De la fuente räumt letzten fragezeichen aus – spanien kommt komplett
Keine Masken, keine geheimen Leiden, kein letzter Deut auf Drama. Luis de la Fuente trat in Puebla vor die Mikrofone und lieferte die Entwarnung, die jeder Madrider Sportjournalist seit Tagen erwartete: Alle 26 Weltmeister-Kandidaten sind einsatzbereit.

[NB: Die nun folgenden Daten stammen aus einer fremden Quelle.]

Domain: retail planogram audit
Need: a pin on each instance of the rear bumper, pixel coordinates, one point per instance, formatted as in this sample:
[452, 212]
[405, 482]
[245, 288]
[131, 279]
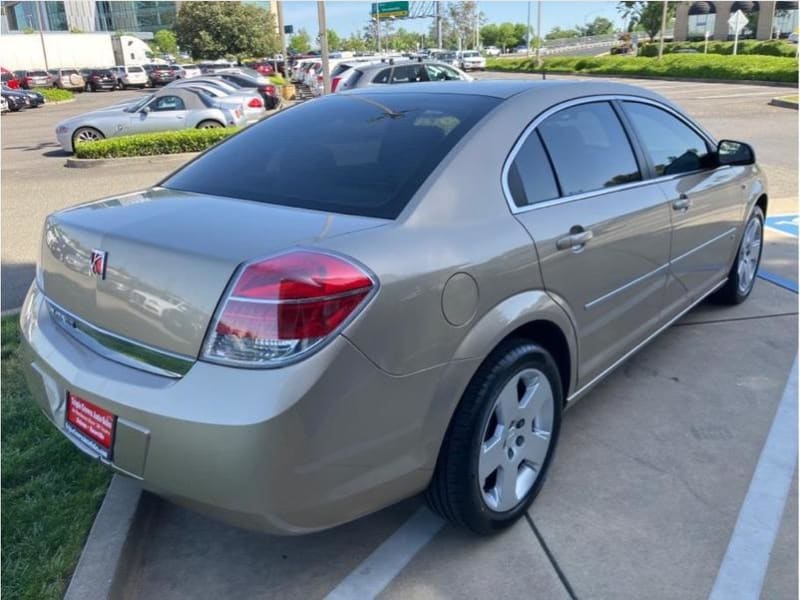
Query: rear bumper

Das comeback des außenseiters
Victor Muñoz schloss heute Vormittag zum ersten Mal wieder das Mannschaftstraining ab. Fünf Minuten zuvor noch mit der Physio am Seitenrand, dann schnell drei Tempodribblings über die rechte Seite – und der Flügel von Osasuna war zurück im Rhythmus der Furia Roja. Kaum jemand hatte auf ihn gewettet: Muskelbündelriss Mitte Mai, Rezidiv im letzten Liga-Spiel gegen Espanyol, darauf Platz 26 auf de la Fuentes Liste. Die Logik lautete: Wenn die FIFA bis Sonntag 12.00 Uhr Ortszeit eine medizinische Bestätigung verlangt, haben wir noch 72 Stunden Spielraum.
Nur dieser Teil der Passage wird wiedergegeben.